Bis August 2010
Obama plant angeblich kompletten Irak-Rückzug

Nach Medienberichten plan US-Präsident Barack Obama einen Rückzug sämtlicher US-Truppen aus dem Irak bis August 2010. Das will der Präsident den Berichten zufolge noch diese Woche ankündigen. Im Wahlkampf hatte er eine noch kürzere Frist versprochen.

HB WASHINGTON. Obama habe noch keine endgültige Entscheidung gefällt, aber stehe kurz davor, zitierten Zeitungen am Mittwoch Regierungsbeamte. Demnach könnte Obama seinen Irak-Plan am Freitag bei Truppenbesuchen in Camp Lejeune oder Fort Bragg (North Carolina) verkünden.
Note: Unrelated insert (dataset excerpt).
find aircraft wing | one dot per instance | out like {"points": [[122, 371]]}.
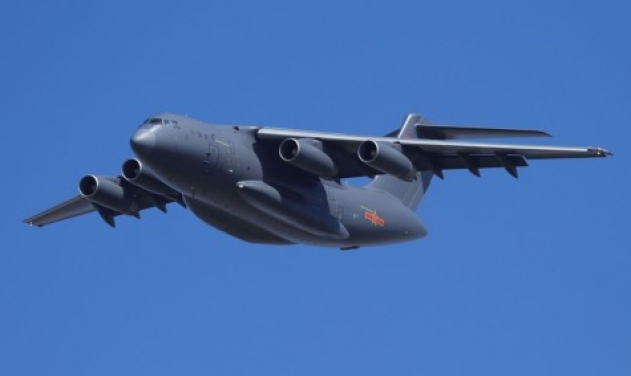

Den Medienberichten zufolge würde ein Abzug bis August nächsten Jahres drei Monate über die 16-monatige Frist hinausgehen, die Obama im Präsidentschaftswahlkampf genannt hatte. Der Plan würde auch bedeuten, dass nach dem Abzugstermin weiterhin noch rund 50 000 Soldaten im Irak stationiert blieben, wenn auch nicht in direkten Kampfpositionen. Demnach sollen sie hauptsächlich zur Ausbildung irakischer Truppen und zum Schutz von US-Einrichtungen eingesetzt werden, allerdings auch gegen El-Kaida-Terroristen.

Derzeit sind rund 140 000 US-Soldaten im Irak stationiert, darunter 14 Kampfbrigaden mit jeweils etwa 4000 Soldaten und Zehntausenden Unterstützungskräften. Ein Sicherheitsberater Obamas hatte bereits im Wahlkampf erklärt, dass nach dem geplanten Abzug der Kampfeinheiten noch zwischen 35 000 und 55 000 Soldaten im Irak bleiben würden.

Der Präsident selbst sagte in einer Rede vor beiden Kammern des Kongresses am Dienstagabend (Ortszeit) in Washington: "Ich werde bald ein neues Vorgehen für den Irak verkünden, das den Irak seinem Volk überlässt und den Krieg verantwortungsvoll beendet."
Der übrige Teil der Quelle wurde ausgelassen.